Der ehemalige Präsident Nicolas Sarkozy scheint ebenfalls eine belastete Kindheit gehabt zu haben.
„ (…) der Vater sollte sich als Lebemann erweisen, der die Mutter sitzenließ und sich nur sporadisch für die Söhne interessierte. Die Scheidung wurde vollzogen, als Nicolas fünf Jahre alt war. Seine Kindheit sei keine "wirklich glückliche Zeit" gewesen, sagte Sarkozy einmal zum Entsetzen seiner Mutter.“ (FAZ, 15.09.2004)

Der Vater diente außerdem als Fremdenlegionär für Frankreich, wie der SPIEGELberichtet. Es ist sehr wahrscheinlich, dass ein so militärisch getrimmter Mensch (der als Söldner arbeitete) nicht wirklich herzlich und emotional zu Kindern sein konnte.

Erwähnt werden muss auch noch Dominique Strauss-Kahn, der mit hoher Wahrscheinlichkeit die Präsidentschaftswahlen in Frankreich gewonnen hätte. Diverse bewiesene und nicht-bewiesene Vorwürfe gegen ihn zeigen ein Bild von meinem Mann, der alles andere als empathisch und rücksichtsvoll ist und der vor allem ein sehr gestörtes Verhältnis Frauen gegenüber zu haben scheint. Über seine Kindheit habe ich nichts gefunden, die Vermutung liegt aber nahe, dass es in dieser auch einige weite Schatten gab.

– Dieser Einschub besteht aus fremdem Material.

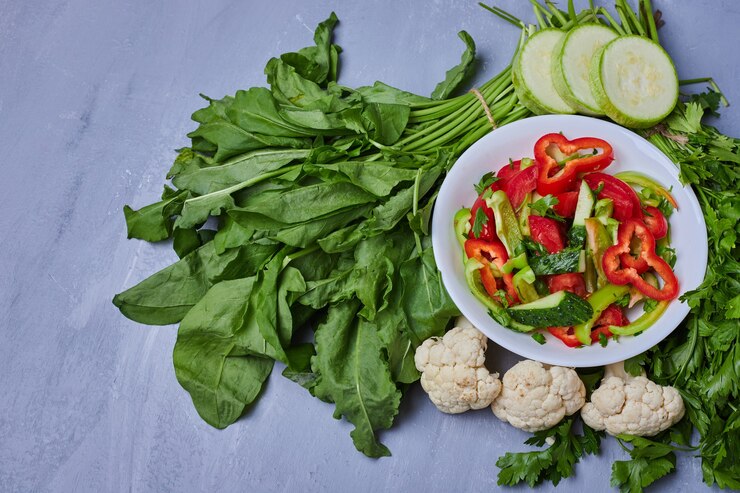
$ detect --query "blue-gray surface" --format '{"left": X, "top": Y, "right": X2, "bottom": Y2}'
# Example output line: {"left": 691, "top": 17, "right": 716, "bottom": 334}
{"left": 1, "top": 0, "right": 738, "bottom": 491}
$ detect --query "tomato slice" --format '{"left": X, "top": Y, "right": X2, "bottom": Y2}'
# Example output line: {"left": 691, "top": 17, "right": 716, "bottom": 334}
{"left": 589, "top": 304, "right": 629, "bottom": 343}
{"left": 643, "top": 206, "right": 668, "bottom": 239}
{"left": 547, "top": 273, "right": 587, "bottom": 298}
{"left": 552, "top": 190, "right": 579, "bottom": 218}
{"left": 497, "top": 159, "right": 523, "bottom": 181}
{"left": 502, "top": 164, "right": 538, "bottom": 210}
{"left": 528, "top": 215, "right": 565, "bottom": 253}
{"left": 583, "top": 173, "right": 642, "bottom": 222}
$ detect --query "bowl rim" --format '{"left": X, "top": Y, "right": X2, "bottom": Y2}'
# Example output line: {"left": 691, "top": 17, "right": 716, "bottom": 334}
{"left": 431, "top": 114, "right": 708, "bottom": 367}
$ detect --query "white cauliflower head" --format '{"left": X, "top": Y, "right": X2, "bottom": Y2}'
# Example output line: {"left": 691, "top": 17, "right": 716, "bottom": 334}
{"left": 492, "top": 360, "right": 586, "bottom": 432}
{"left": 414, "top": 317, "right": 502, "bottom": 414}
{"left": 580, "top": 362, "right": 685, "bottom": 436}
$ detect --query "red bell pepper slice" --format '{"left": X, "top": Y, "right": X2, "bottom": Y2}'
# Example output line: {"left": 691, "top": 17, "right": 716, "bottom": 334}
{"left": 528, "top": 215, "right": 565, "bottom": 253}
{"left": 547, "top": 273, "right": 587, "bottom": 298}
{"left": 547, "top": 327, "right": 582, "bottom": 347}
{"left": 552, "top": 190, "right": 579, "bottom": 218}
{"left": 643, "top": 206, "right": 668, "bottom": 239}
{"left": 583, "top": 173, "right": 642, "bottom": 222}
{"left": 620, "top": 252, "right": 649, "bottom": 274}
{"left": 464, "top": 238, "right": 519, "bottom": 304}
{"left": 602, "top": 219, "right": 679, "bottom": 301}
{"left": 534, "top": 133, "right": 614, "bottom": 196}
{"left": 502, "top": 164, "right": 538, "bottom": 210}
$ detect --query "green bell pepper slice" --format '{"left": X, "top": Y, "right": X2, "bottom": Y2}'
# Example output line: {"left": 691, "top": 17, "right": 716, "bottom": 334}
{"left": 464, "top": 258, "right": 534, "bottom": 333}
{"left": 573, "top": 284, "right": 631, "bottom": 345}
{"left": 485, "top": 190, "right": 524, "bottom": 257}
{"left": 454, "top": 208, "right": 471, "bottom": 248}
{"left": 609, "top": 301, "right": 669, "bottom": 336}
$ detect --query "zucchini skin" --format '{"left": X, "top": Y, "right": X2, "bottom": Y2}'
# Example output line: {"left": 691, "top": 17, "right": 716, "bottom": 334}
{"left": 529, "top": 250, "right": 584, "bottom": 275}
{"left": 507, "top": 291, "right": 594, "bottom": 326}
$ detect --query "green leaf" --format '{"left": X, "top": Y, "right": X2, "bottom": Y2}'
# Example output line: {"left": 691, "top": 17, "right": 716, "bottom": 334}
{"left": 610, "top": 455, "right": 675, "bottom": 493}
{"left": 123, "top": 186, "right": 189, "bottom": 242}
{"left": 431, "top": 31, "right": 476, "bottom": 100}
{"left": 173, "top": 277, "right": 278, "bottom": 428}
{"left": 311, "top": 300, "right": 402, "bottom": 457}
{"left": 281, "top": 343, "right": 318, "bottom": 390}
{"left": 113, "top": 241, "right": 277, "bottom": 325}
{"left": 172, "top": 148, "right": 309, "bottom": 195}
{"left": 235, "top": 181, "right": 376, "bottom": 224}
{"left": 471, "top": 207, "right": 488, "bottom": 237}
{"left": 399, "top": 243, "right": 459, "bottom": 346}
{"left": 362, "top": 102, "right": 410, "bottom": 145}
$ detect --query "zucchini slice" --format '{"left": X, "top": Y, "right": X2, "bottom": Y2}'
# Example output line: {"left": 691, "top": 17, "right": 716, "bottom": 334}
{"left": 590, "top": 35, "right": 678, "bottom": 128}
{"left": 513, "top": 29, "right": 576, "bottom": 115}
{"left": 507, "top": 290, "right": 593, "bottom": 327}
{"left": 552, "top": 24, "right": 618, "bottom": 116}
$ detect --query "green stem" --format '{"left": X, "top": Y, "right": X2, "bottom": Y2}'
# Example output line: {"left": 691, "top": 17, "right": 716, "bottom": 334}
{"left": 642, "top": 0, "right": 660, "bottom": 42}
{"left": 544, "top": 0, "right": 569, "bottom": 26}
{"left": 679, "top": 78, "right": 729, "bottom": 106}
{"left": 618, "top": 0, "right": 646, "bottom": 36}
{"left": 478, "top": 2, "right": 525, "bottom": 28}
{"left": 599, "top": 7, "right": 626, "bottom": 35}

Abschließend noch der Hinweis, dass die o.g. Studie von Bussmann auch einen stetigen Rückgang der Gewalt gegen Kinder in Frankreich nachwies. In der Studie wurden außerdem nicht die Häufigkeit des Gewalthandelns und die direkten körperlichen Folgen erfasst. Ich vermute stark, dass sich hier starke Unterschiede im Vergleich zu z.B. afrikanischen oder arabischen Ländern finden lassen, in denen ebenfalls häufig um die 90 % der Kinder körperliche Gewalt erleben, dies aber auch häufiger und schwerwiegender.